Spoiler alert: blogging more is not on my list, because what am I trying to prove? (I’ll keep the custom URL though!)
Debería Tirar Más Fotos
I never loved taking pictures or having my picture taken. I had always chalked this up to negative body image and an overwhelming desire to be (or appear?) in the moment at all times, but I also never had any reason to change this behavior… until, suddenly, I did. As I scrolled through my many, many baby pictures, I realized that there’s a chance that she would be interested in what her parents looked like around the same time. Imagine that!
While I still don’t have the same urge to capture the moment that (it feels like) other people have, I want to make it a priority over the next year, and carry it in through the rest of my life. I want to preserve as much as this time as possible for my daughter when she gets older, and would hate for my insecurities to prevent that.
Side note: I have become a big old softy since becoming a mother, and I’m not ashamed to admit that this song makes me tear up! I will make sure to give her more kisses and hugs while I can!
Debería Salir Más Con Mis Amigos
It is so easy to stay home all day when you have a small child. So, so easy.
One of the biggest things that I learned from the newborn trenches was the importance of adult human interaction. I realized that I wanted my daughter to have a loving community of family friends around her, but did not realize that I still had to put in the work to cultivate those relationships in order to keep them strong and consistent. Duh!
Another side note: I also wanted an excuse to eat out at nice restaurants and have a cocktail once in a while – is that too much to ask??
Debería Hacer un Triatlón
I spent half of 2025 in swimming lessons. In the short term, I wanted to be comfortable enough to swim laps in the pool; in the long term, I would like to be comfortable enough to swim in open water so that I can do a triathlon.
The triathlon has felt like a natural progression for my fitness journey. Road running has become tough on my feet, but I still crave the structure of a training plan, as well as the accomplishment (and muscle fatigue) of endurance sport. Several of my friends did triathlons in 2025, and I was, frankly, jealous!

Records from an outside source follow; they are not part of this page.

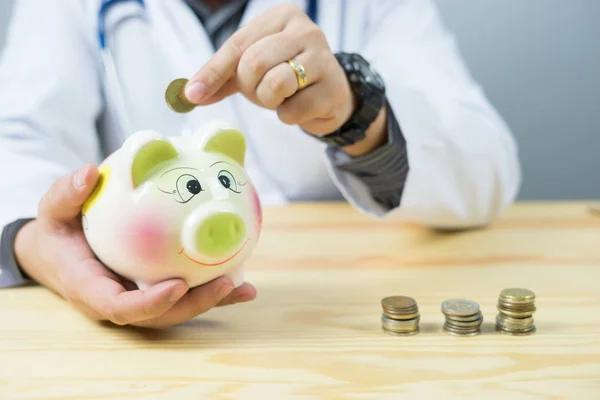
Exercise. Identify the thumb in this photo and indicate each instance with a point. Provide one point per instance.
(64, 200)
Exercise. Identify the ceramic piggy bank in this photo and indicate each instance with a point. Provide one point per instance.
(177, 207)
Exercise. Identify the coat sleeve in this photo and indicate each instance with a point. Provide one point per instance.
(462, 158)
(49, 103)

I will be doing a “starter” triathlon – completely in a gym and time-bound – this weekend, and am excited to see how it makes me feel. If that goes well, I’d love to progress to something longer and outdoors!

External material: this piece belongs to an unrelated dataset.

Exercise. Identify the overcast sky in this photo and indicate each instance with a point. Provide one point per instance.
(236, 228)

Side note part 3: Comfort in open water is also a prerequisite for being a contestant on Survivor – just saying!
Debería Manejar Más
Though I have had a driver’s license for half of my life, I have never had to drive anywhere on a regular basis, and therefore am still very uncomfortable with driving. I made some progress in the last few months, including driving to meetups and my swimming lessons, and would like to continue into the new year.
While I enjoy taking public transportation, I do recognize that my daughter will inevitably want to go to places and participate in activities that require driving, and I want to be comfortable enough to do that with her when the time comes.
One last side note: my next big hurdle is taking the highway – wish me luck!